Infine è la Seconda guerra mondiale a determinare gli schieramenti: dopo l’invasione da parte delle armate hitleriane, i “consacrati”, tradizionalisti e antisemiti, si stringono attorno a Pétain e alla sua repubblica di Vichy ed accettano come “male minore” la sudditanza allo straniero. Ma c’è, proprio allora, un pezzo importante di destra che sceglie la fedeltà alla repubblica e ai suoi valori fondanti, una destra che si identifica in De Gaulle, nei suoi bellissimi discorsi da “radio Londra”, che sanno alatamente comporre una doppia fedeltà: alla gloria e alla grandezza della Francia e allo spirito repubblicano.

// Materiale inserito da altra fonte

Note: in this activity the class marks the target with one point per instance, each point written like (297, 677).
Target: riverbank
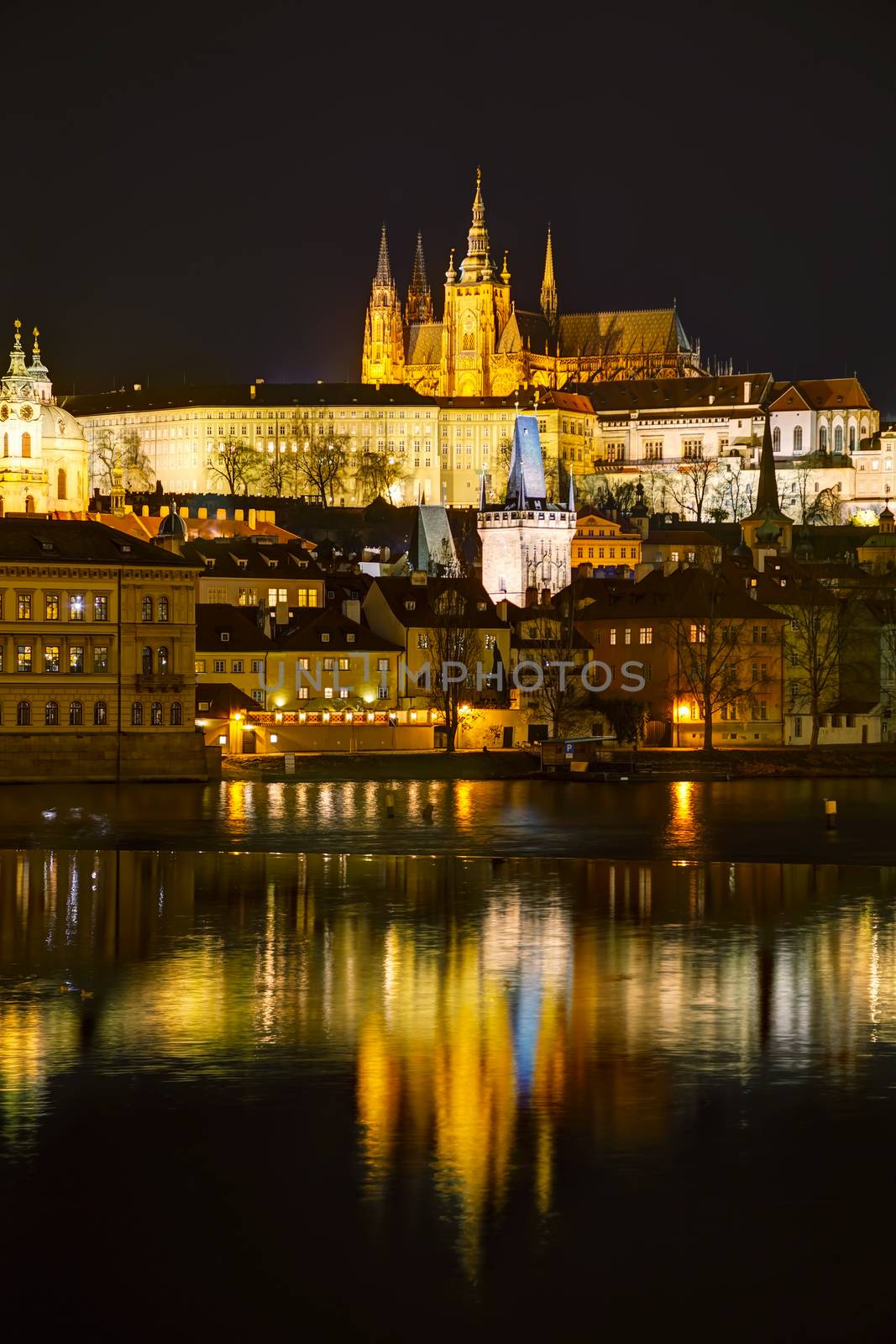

In Francia il declino della destra clericale e vandeana, nonostante l’effimero successo dell’Oas, sembra compiuto con l’avvento della Quinta repubblica, quella presidenziale originariamente contrassegnata dalla complessa figura del generale De Gaulle.
C’è un contenuto universalistico nel patriottismo repubblicano francese, quello che spinge ad identificare la tradizione e la gloria della Francia con la proposizione di diritti universali. Ne viene fuori una sorta di paradosso, un curioso “nazionalismo” che si gloria di concedere asilo e rifugio agli emigrati e rifugiati politici di mezzo mondo.
Questa lunga digressione mi serve a notare che forse quel “repubblicano” usato da Bersani è assai più preciso e pregnante di quanto lo stesso segretario Pd non creda. L’orizzonte dell’attuale destra di governo è, nel mondo che si prospetta dopo la fine ingloriosa dell’esperimento comunista del ventesimo secolo, regressivo e reazionario come quello della tradizionale destra francese. Ne eredita alcuni ingredienti fondamentali: un sovrano libertino e un’aristocrazia di pubblici peccatori tuttavia benedetti da Cardinali e vescovi, un curioso miscuglio fra centralismo e federalismo vernacolare. Chi ne è stato e ne è l’ideologo è Tremonti, che nel libro sul coraggio e sulla paura propone quella che fu l’ideologia dell’Action francais di Maurras, “Dio, patria e famiglia”, contro lo straniero, contro il laicismo e il cosmopolitismo, contro l’illuminismo e il relativismo. La potenza seduttiva di questa miscela ideologica è grande, ma non determinante: le stesse elezioni ci presentano un popolo italiano più confuso che persuaso. E tuttavia lo strumento del governo e il monopolio dei mezzi di comunicazione favoriscono una svolta reazionaria ancora più marcata. Chiamare a raccolta i “repubblicani” di sinistra, di centro e di destra, non escluso lo stesso Fini (che sembra proporsi come rappresentante di una destra insieme nazionale, autoritaria e liberale, alla De Gaulle), è una scelta giustificata. Ma essa presupporrebbe un giudizio assai più netto, da parte del Pd di Bersani, sul governo di centrodestra e la fine dell’alternarsi tra dure requisitorie e proposte di dialogo. Io penso che il Pd non debba rinunciare a iniziative parlamentari sulle riforme istituzionali (sulla giustizia o sui costi della politica, per esempio), anche per aprire crepe nel fronte avverso, ma bisognerebbe che Bersani dicesse, senza ambiguità, che con Berlusconi, Bossi e Tremonti, non ci sono dialoghi e intese possibili, bisognerebbe che si scontrasse senza paura con il capo degli inciucisti nel centrosinistra. Che non è D’Alema, ma Napolitano.